Он спросил взглядом: а оно тебе надо, все эти призраки, их возня, темные тени какие-то, у тебя же другие важные и неотложные задачи, как, к примеру, чесать меня за ушами и бросать бревнышко как можно дальше.
— Надо, — ответил я тем же шепотом. — Я паладин, а паладину, как старой бабке, до всего есть дело.
Призрак не выплыл из стены, а почти выпрыгнул, я сказал быстро:
— Я бегу до того места, а ты можешь напрямик…
Похоже, он понял, сразу ушел в стену, а я выбежал в коридор, пронесся по нему, как лось, дальше зал, лестница вниз, два пролета, вот то место, где призрака в прошлый раз утащило в стену…
Он появился из стены напротив, обратил ко мне мертвое ужасное лицо и поплыл по коридору дальше, там запустенье, обломки старой мебели, веет заброшенностью.
Когда он прошел через дверь, я, не колеблясь, сильно пнул, и трухлявые доски рассыпались. Призрак уже в комнате медленно подплывает к стене напротив, это монашеская келья, только давно заброшенная, прохудившееся ложе, в стене пустые держаки для факелов, но ни одной свечи…
На моих глазах призрак протянул руки к стене, мне показалось, что с моими глазами что-то случилось: изображение стало двоиться, призрак вытащил из стены увесистый камень, опустил на такую же призрачную табуретку, я помотал головой, но в самом деле в комнате два призрака одного и того же монаха!
Один застыл неподвижно, второй вложил в нишу свернутый в трубочку лист бумаги и осторожно задвинул обратно камень, так что стена стала прежней.
Я раскрыл рот, чтобы поинтересоваться, что это значит, в этот же момент оба призрака слились в один. Тот повернулся ко мне, указал на тайник, и тут же его увлекло призрачным, но достаточно сильным ветром, и он исчез в каменной стене.
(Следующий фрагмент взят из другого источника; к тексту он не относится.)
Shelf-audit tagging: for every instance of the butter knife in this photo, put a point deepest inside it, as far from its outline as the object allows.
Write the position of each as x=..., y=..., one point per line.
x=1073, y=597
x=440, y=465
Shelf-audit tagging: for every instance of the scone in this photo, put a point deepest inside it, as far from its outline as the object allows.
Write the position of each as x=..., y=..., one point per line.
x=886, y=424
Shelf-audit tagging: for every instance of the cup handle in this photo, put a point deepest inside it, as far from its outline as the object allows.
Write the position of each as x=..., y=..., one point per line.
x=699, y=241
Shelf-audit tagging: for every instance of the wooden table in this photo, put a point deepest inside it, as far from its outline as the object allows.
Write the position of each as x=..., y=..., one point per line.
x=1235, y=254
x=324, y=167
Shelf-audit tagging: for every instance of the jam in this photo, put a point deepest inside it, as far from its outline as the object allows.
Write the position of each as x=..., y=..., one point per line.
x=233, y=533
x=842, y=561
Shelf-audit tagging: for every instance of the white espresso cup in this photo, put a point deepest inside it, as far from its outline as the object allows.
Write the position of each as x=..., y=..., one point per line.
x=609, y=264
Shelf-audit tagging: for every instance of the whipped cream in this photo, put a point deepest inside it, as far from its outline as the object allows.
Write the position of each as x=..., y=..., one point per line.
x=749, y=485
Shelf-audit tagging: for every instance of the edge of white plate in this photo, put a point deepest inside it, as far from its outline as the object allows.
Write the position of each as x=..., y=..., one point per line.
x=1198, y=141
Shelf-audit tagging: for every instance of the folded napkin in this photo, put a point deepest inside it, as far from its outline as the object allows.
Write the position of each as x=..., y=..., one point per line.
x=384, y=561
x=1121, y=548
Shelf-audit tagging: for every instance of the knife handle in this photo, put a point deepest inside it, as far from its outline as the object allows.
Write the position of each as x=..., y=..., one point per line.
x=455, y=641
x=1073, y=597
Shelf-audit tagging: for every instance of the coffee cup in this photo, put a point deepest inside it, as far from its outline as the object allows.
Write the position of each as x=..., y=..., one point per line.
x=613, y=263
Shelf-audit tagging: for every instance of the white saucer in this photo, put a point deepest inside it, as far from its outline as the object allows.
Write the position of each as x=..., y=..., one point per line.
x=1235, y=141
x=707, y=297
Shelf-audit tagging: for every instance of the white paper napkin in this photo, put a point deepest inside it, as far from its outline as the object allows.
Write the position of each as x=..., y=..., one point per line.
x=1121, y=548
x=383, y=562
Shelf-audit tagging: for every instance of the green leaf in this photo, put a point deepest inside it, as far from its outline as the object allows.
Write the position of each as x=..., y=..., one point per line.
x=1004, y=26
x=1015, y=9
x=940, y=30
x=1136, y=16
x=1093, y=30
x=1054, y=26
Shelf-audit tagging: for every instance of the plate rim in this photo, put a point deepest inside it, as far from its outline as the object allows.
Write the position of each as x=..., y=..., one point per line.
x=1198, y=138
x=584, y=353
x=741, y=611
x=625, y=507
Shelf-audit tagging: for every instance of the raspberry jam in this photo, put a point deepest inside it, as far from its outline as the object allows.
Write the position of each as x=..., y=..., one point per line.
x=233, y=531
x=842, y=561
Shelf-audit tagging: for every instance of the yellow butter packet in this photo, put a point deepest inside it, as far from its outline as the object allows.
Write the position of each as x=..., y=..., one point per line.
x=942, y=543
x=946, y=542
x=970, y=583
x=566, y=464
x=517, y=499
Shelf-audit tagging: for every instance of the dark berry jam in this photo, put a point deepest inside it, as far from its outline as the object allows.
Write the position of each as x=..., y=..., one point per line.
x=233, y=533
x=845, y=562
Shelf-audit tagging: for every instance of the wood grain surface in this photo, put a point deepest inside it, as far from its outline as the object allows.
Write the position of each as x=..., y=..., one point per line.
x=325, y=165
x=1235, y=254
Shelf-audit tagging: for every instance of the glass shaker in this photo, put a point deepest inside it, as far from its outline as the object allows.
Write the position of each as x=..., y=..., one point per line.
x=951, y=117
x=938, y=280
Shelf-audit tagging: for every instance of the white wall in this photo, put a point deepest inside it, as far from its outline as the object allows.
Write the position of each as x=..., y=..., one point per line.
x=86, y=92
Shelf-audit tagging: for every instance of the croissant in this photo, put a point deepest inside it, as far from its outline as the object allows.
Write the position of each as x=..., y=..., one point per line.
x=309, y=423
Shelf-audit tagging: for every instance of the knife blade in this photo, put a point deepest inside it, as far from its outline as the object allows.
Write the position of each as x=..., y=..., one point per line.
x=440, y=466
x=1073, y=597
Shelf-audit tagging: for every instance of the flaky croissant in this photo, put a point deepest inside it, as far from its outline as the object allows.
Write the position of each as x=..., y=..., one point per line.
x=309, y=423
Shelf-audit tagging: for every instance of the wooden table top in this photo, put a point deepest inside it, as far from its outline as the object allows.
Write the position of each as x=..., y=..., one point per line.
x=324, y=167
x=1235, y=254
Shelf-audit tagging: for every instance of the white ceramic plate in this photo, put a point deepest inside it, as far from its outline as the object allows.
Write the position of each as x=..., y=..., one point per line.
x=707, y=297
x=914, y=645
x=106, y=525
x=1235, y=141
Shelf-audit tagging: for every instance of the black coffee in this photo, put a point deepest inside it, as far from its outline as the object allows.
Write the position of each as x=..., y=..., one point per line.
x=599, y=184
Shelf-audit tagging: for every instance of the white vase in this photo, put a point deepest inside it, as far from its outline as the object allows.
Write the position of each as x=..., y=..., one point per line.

— Ага, — сказал я. — Ну да, ага. Как много смысла в звуке сем слилось! Как много в нем отозвалось…
Назад я шел уже неспешно, сна все равно ни в одном глазу, отоспаться в монашеской тишине вряд ли удастся, уже чувствую.
Когда открыл дверь, Бобик снова лишь приоткрыл глаз, хотя мог бы спать дальше, я-то знаю, что он учуял меня еще в зале, и пока я шел по коридору, он уже знал, что возвращаюсь один, у меня все хорошо, все под контролем…
— Спим дальше, — сообщил я бодро. — До побудки еще целых четверть часа, с ума сойти какая уйма времени!.. Просто девать некуда. Вот так и живем, верно?
А утром убедился, что у отца Ромуальда в самом деле есть вес в этом пока что таинственном для меня обществе. Не знаю, что и как он сообщил, но сверху передали решение старших, что темную часть души в самом деле следует вернуть на место, ибо человек выковывается в трудных борениях за чистоту своей натуры, за правильное понимание и отношение к жизни, потому нельзя лишать его возможности борьбы за.